Pooled analysis of state data versus alternative methods
Based on our prior experiences and the findings of this review, we concluded that pooled analysis of state-level data shows greater promise than other approaches to studying the determinants of program participation. In comparison to time-series approaches for the nation as a whole, this approach allows examination of state-level programmatic changes, provides a much richer way to study the impact of other factors that vary at the state level, and provides many more opportunities for testing the validity of the model. Individual state time-series models offer some of these advantages, but don't take advantage of the efficiency gains and testing opportunities that are afforded by pooled analysis.
Pooled analysis of individual-level data also has considerable appeal, but would require a substantially greater effort. An advantage of that approach is its ability to capture the influence of household demographic variables; this becomes a disadvantage, however, when the possibility that economic factors have a significant influence on household demographic variables is considered. Further, idiosyncratic variation in participation for individuals may mask the effects of state-level variables on participation; such variation is averaged out in aggregate state data.
Caseloads versus Openings and Closings
While some investigators have developed models of openings and closings rather than caseloads, difficulties in the administrative measures of openings and closings led us to conclude that it would be better to follow the direction taken by most investigators and model the size of caseloads directly. Despite these difficulties, it may well be worth developing an openings/closings model in the future.
Logs vs. Levels
While some researchers have used caseload levels for their dependent variable, many others have used logarithms. There is an important reason to use logarithms rather than levels in the pooled analysis: in a levels specification the coefficient of an explanatory variable estimates the effect of a unit change in the variable on the level of participation, while in a log specification it represent the percentage effect of a unit change. Looking across states that vary greatly in population size, the latter is more likely to be constant than the former. A reasonable alternative would be to use a caseload rate -- caseloads divided by the number of women in the relevant age group or some other measure of the at-risk population.

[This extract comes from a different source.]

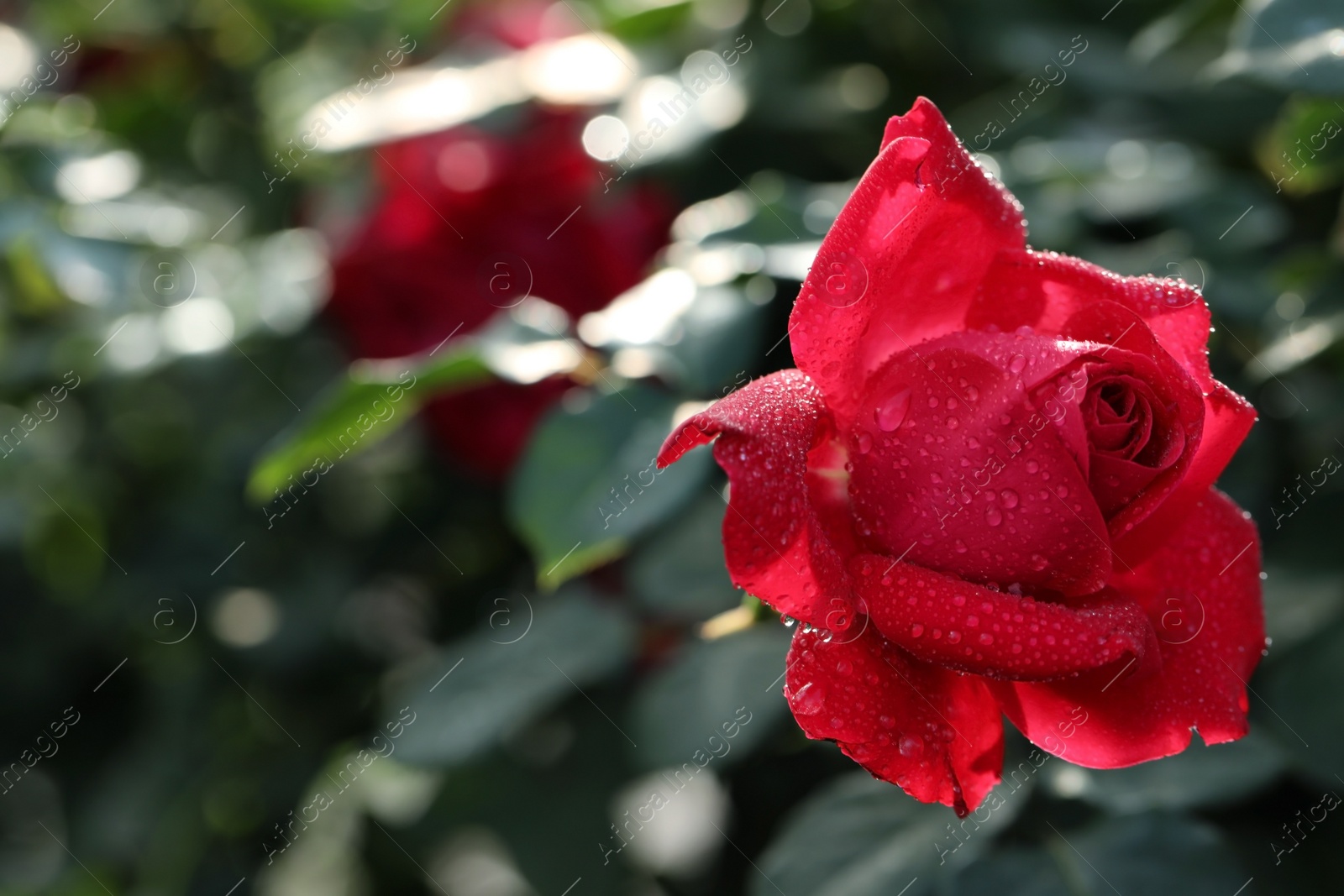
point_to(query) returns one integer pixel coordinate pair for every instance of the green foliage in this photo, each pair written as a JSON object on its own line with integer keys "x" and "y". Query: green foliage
{"x": 588, "y": 484}
{"x": 370, "y": 402}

Mixing data with differing periodicities
One problem in specifying a quarterly or monthly model using state-level data is that quarterly or monthly data may not be available for some key variables. Other studies have addressed this problem by interpolating between annual data points. We have made substantial efforts to obtain quarterly data for many variables, but have had to resort to interpolation in a number of cases. This is especially unfortunate for variables that have lagged impacts on the caseload because the timing of major changes in the variable will not be captured accurately by interpolation methods. We necessarily are more skeptical about our findings for these variables than for others.